Most traditional EEG-based classification methods rely on two steps: feature extraction and classification, and emotion classification is no exception. Many researchers have focused on exploring effective EEG features for classification, and the advancement of machine learning methods and technologies has significantly contributed to the development of these traditional methods.
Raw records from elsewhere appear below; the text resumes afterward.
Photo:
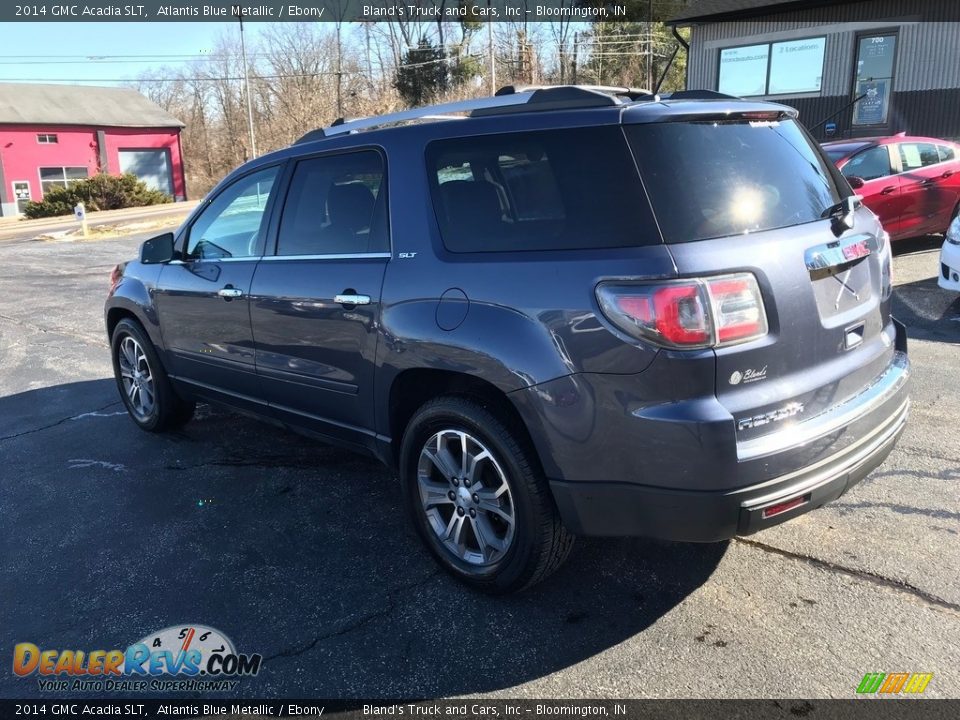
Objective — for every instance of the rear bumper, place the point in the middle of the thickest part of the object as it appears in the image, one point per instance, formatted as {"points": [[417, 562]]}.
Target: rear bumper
{"points": [[608, 508]]}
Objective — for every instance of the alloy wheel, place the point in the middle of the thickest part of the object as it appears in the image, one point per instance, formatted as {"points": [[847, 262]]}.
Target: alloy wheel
{"points": [[136, 377], [466, 497]]}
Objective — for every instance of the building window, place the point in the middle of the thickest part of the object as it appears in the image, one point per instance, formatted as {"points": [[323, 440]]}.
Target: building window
{"points": [[60, 177], [874, 79], [780, 68]]}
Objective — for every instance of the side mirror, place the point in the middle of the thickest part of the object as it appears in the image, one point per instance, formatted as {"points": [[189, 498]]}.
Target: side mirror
{"points": [[157, 250]]}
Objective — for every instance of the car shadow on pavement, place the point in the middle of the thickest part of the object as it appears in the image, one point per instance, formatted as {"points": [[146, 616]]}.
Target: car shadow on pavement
{"points": [[295, 550]]}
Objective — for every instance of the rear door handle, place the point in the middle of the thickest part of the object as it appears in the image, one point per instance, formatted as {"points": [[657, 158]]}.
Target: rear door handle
{"points": [[352, 299]]}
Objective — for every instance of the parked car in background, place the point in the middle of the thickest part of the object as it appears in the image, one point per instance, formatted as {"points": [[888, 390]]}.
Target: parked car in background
{"points": [[911, 183], [949, 278]]}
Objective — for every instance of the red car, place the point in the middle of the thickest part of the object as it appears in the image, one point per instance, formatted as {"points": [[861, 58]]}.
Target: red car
{"points": [[911, 183]]}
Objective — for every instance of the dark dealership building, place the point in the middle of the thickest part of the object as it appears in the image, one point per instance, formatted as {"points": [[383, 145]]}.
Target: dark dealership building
{"points": [[852, 68]]}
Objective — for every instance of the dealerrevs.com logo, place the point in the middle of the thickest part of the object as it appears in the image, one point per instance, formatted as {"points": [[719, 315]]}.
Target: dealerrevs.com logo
{"points": [[894, 683], [177, 658]]}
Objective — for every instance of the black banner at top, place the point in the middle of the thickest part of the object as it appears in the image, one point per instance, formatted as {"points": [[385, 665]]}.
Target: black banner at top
{"points": [[330, 11]]}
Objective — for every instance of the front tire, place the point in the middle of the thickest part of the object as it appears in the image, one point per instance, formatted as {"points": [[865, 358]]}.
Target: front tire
{"points": [[478, 499], [144, 387]]}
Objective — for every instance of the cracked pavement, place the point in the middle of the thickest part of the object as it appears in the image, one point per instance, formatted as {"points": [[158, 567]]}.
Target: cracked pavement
{"points": [[299, 551]]}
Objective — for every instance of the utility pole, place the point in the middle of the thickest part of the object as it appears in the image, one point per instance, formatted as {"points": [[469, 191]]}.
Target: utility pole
{"points": [[246, 88], [493, 58], [573, 68], [649, 44]]}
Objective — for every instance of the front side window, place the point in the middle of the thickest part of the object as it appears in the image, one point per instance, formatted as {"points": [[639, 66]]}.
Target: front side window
{"points": [[914, 156], [713, 179], [60, 176], [232, 224], [869, 164], [549, 190], [336, 206]]}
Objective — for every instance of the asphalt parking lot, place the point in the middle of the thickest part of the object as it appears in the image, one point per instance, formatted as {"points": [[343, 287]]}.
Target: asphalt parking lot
{"points": [[299, 551]]}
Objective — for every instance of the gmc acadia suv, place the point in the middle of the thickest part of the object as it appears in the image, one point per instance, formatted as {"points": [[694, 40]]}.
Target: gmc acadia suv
{"points": [[575, 310]]}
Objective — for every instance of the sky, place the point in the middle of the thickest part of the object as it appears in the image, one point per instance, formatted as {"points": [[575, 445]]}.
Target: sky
{"points": [[60, 52]]}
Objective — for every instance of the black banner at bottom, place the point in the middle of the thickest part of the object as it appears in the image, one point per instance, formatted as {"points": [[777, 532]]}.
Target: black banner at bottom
{"points": [[860, 708]]}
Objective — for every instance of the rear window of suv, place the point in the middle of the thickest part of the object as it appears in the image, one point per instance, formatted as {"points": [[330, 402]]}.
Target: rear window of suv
{"points": [[548, 190], [710, 179]]}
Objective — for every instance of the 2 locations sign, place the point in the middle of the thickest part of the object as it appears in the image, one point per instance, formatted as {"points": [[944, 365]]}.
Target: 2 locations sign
{"points": [[325, 10]]}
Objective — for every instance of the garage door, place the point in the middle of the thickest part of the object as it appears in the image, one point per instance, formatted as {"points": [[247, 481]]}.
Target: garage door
{"points": [[151, 166]]}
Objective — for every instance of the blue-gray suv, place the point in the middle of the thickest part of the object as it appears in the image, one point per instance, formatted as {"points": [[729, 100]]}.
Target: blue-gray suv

There have been attempts using the Common Spatial Pattern (CSP) algorithm
[20], such as the FBCSP algorithm
[21], which filters signals through filter banks, computes CSP energy features for each signal output through time filters, and then selects and classifies these features. Despite enhancements to the original CSP method, these techniques solely focus on analyzing the CSP energy dimension, disregarding the incorporation of temporal contextual information. Kaneshiro et al.
[11] proposed Principal Component Analysis (PCA), extracting feature vectors of specific sizes from minimally preprocessed EEG signals, followed by training a classifier based on Linear Discriminant Analysis (LDA). Karimi-Rouzbahani et al.
[22] explored the discriminative power of many statistical and mathematical features, and their experiments on three datasets showed that multi-valued features like wavelet coefficients and the theta frequency band performed better. Zheng et al.
[23] investigated the pivotal frequency bands and channels of multi-channel EEG data in emotion recognition. Jensen & Tesche
[24] and Bashivan et al.
[25] demonstrated through experiments that cortical oscillatory activity associated with memory operations primarily exists in the theta (4–7 Hz), alpha (8–13 Hz), and beta (13–30 Hz) frequency bands. The studies above utilize traditional machine learning classifiers to explore critical frequency bands and channels; nevertheless, traditional machine learning classifiers do not demonstrate any performance advantages. In addition, separately optimizing feature extraction and classifier could potentially result in suboptimal global optimization.
Compared to traditional methods, end-to-end deep networks eliminate the need for manual feature extraction. For most EEG applications, it has been observed that shallow models yield good results, while deep models might lead to performance degradation
[12][13][12,13]. Especially for classification based on CNNs, despite the shallow architectures of CNNs with few parameters, they have been widely utilized: DeepConvNet
[12], EEGNet
[26], ResNet
[27], and other variants
[28]. However, due to the limitations imposed by kernel size, CNNs can learn features with local receptive fields. However, they cannot capture the crucial long-term dependencies for time series analysis. Furthermore, Recurrent neural networks(RNNs) and long short-term memory(LSTM) are introduced to capture the temporal features of EEG classification
[29][30][29,30]. However, these models cannot be trained in parallel, and the dependencies calculated by hidden states quickly vanish after a few time steps, making it challenging to capture global temporal dependencies. Moreover, end-to-end methods insist on utilizing deep networks to learn from raw signals, often overlooking the advantages of manual feature extraction, and complex networks can lead to difficulties in model convergence.